Searching and Category/Ontology Development
- Control panel: loading papers from existing corpora into a viewer, incorporation of PubMed queries; search results will be used to import full text from PMC or journal site
- Searches - existing corpora, list of external identifiers, combination of both
- External identifiers - which ones? PMIDs, doi's, MOD paper IDs, others?
- Use case: Perform a PubMed search and then port the resulting IDs to a Textpresso search
- Paper Exclusion List - user supplied, from external data file, e.g. Gene Ontology Annotation File (gaf)
- Use cases: TAIR CCC black list and filtering based upon papers already annotated with Component term in gaf file
- External identifiers - which ones? PMIDs, doi's, MOD paper IDs, others?
- Categories and Keywords
- Organization of categories by task? e.g. GO curation, Phenotype curation, Expression patterns, etc.

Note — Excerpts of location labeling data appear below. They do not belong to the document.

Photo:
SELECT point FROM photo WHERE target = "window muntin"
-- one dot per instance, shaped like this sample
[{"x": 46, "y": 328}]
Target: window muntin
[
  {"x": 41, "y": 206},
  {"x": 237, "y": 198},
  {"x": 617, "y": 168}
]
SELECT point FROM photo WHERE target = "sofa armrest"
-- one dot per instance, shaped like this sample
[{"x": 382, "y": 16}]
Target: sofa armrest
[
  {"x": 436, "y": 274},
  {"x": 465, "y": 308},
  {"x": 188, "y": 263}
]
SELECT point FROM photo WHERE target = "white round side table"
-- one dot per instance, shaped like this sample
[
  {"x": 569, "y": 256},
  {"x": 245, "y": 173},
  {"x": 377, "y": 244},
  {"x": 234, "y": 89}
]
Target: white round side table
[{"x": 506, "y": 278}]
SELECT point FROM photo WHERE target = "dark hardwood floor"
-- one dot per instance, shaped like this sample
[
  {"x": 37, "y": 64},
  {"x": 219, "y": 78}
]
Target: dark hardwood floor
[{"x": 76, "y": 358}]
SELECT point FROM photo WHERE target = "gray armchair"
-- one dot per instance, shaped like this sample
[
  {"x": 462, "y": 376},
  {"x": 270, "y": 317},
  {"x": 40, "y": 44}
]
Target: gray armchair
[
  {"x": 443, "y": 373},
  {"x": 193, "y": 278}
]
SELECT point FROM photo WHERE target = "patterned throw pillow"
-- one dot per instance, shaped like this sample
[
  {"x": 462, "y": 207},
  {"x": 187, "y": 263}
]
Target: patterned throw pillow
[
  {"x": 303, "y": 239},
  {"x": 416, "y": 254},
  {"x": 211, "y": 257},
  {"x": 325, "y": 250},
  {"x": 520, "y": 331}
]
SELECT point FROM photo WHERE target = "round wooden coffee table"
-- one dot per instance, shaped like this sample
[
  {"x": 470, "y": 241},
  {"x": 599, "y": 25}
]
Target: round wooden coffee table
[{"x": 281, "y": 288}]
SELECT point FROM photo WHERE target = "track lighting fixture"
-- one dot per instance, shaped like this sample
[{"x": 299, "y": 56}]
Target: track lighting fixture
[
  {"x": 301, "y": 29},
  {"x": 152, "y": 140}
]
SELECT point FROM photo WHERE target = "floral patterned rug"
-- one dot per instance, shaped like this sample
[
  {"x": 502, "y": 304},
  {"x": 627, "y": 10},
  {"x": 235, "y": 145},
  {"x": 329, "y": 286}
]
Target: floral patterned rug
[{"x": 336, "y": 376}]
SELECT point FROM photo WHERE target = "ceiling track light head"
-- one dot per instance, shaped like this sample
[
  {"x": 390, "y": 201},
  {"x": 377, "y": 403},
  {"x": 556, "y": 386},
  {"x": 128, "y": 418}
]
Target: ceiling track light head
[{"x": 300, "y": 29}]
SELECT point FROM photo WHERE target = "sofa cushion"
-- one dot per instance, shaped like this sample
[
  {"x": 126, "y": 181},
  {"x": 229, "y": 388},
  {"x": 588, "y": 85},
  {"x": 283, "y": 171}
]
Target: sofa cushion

- Create and display category metadata - source, possible use, version, last updated
- Restrict search to a subset of a category
- Use case: FlyBase CCC search using only gene names that start with CG
- How quickly could new searches be performed with modified categories
- Search Filters
- Bibliographic filters - year, journal, paper type, etc.
- Data Type Flagging - NLP results - data models and storage
- Development of NLP toolbox: pattern matching, statistics, svm, hmm, crf
- Index of all NLP results for faster querying
- Display most current precision and recall statistics so users can assess the accuracy of an NLP tool
- Data Type Flagging - author or curator flags
- Information stored in postgres on tazendra
- Textpresso search score cut-off - view scores (mean, range) for curatable papers (this would depend on search criteria)
- Use case: search all SVM predicted negatives and return those papers with a score >n
- Curation Status - integration with curation databases - which ones?
- View previously made annotations - source? tie to a sentence where possible?
- Robust back-end infrastructure with internal Textpresso database holding all annotations
- Adapt data models and tables from postgres curation database on tazendra?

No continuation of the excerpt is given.